The three maps listed here are from two different series, for Kent and London, and so the sheetlines are somewhat different.
The Kent series maps are centred on the village - and later town - centre of Beckenham. The earliest map was surveyed in 1861 but was updated to 1871 to include railways. Features include Coperscope, Beckenham station (still with an overall roof), and the map stretches as far as New Beckenham Junction to the north. Westward the map stretches to the boundary with Penge, eastward it reaches Foxgrove. This is an attractive map of Beckenham as development was just beginning. The companion map showing it in 1930 provides a fascinating illustration of how the village developed into a town. The map links up with Kent Sheets 7.14 Anerley & Penge to the west and 7.16 Bromley to the east. You might find this Index map useful.

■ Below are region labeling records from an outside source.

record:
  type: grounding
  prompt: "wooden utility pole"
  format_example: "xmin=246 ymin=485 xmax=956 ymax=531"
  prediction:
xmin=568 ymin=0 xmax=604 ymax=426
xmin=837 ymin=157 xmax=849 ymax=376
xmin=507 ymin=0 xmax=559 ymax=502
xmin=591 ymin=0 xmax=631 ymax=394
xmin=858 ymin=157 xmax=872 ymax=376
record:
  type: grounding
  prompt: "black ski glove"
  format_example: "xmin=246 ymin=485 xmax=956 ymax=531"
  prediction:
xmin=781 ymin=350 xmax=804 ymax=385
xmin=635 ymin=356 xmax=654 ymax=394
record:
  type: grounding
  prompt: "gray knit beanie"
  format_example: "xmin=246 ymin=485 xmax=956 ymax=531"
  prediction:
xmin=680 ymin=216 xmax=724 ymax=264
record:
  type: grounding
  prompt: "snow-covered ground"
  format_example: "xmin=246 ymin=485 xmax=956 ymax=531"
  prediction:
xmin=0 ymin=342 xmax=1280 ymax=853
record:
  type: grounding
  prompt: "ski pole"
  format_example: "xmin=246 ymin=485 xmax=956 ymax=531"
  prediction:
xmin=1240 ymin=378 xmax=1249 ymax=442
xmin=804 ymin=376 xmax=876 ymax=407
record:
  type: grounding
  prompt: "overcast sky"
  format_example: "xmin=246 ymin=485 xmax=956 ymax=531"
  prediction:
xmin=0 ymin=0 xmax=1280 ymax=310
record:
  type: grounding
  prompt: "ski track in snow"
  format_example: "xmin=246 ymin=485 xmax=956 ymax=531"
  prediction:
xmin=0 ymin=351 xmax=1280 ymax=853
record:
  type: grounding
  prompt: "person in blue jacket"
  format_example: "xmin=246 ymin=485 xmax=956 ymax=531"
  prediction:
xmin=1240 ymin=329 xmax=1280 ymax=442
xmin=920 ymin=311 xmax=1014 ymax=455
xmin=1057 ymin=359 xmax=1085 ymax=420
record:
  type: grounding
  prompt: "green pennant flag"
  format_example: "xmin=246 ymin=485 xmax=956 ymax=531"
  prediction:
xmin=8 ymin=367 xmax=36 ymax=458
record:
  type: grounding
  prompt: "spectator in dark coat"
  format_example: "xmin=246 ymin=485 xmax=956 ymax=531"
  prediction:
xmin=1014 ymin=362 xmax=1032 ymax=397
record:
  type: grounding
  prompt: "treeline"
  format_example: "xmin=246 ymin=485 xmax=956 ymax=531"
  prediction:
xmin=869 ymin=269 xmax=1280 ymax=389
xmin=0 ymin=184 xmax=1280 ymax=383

The sheetlines for the 1894 map are slightly different and is really centred on New Beckenham. Coverage stretches from Penge station eastward to Beckenham Junction station, and southward to Clock House station. The town centre of Beckenham is therefore in the lower right corner of this map. By 1894 Beckenham had grown into a town and this map is much more built up than the 1861 version. Features include the railway layout, with Kent House and New Beckenham stations, the eastern part of Penge, Kent House Farm, St George's church, St Paul's church, Holy Trinity, St John's Penge church, the Royal Asylum almshouses at Penge. Streets include part of Beckenham High St, Coperscope Road, Lennard Road, Ravenscroft Road, Parish Lane, Beckenham Road and many more.
The map links up with London Sheets 138 Lower Sydenham to the north, 145 Crystal Palace to the west and 147 Bromley Park to th east.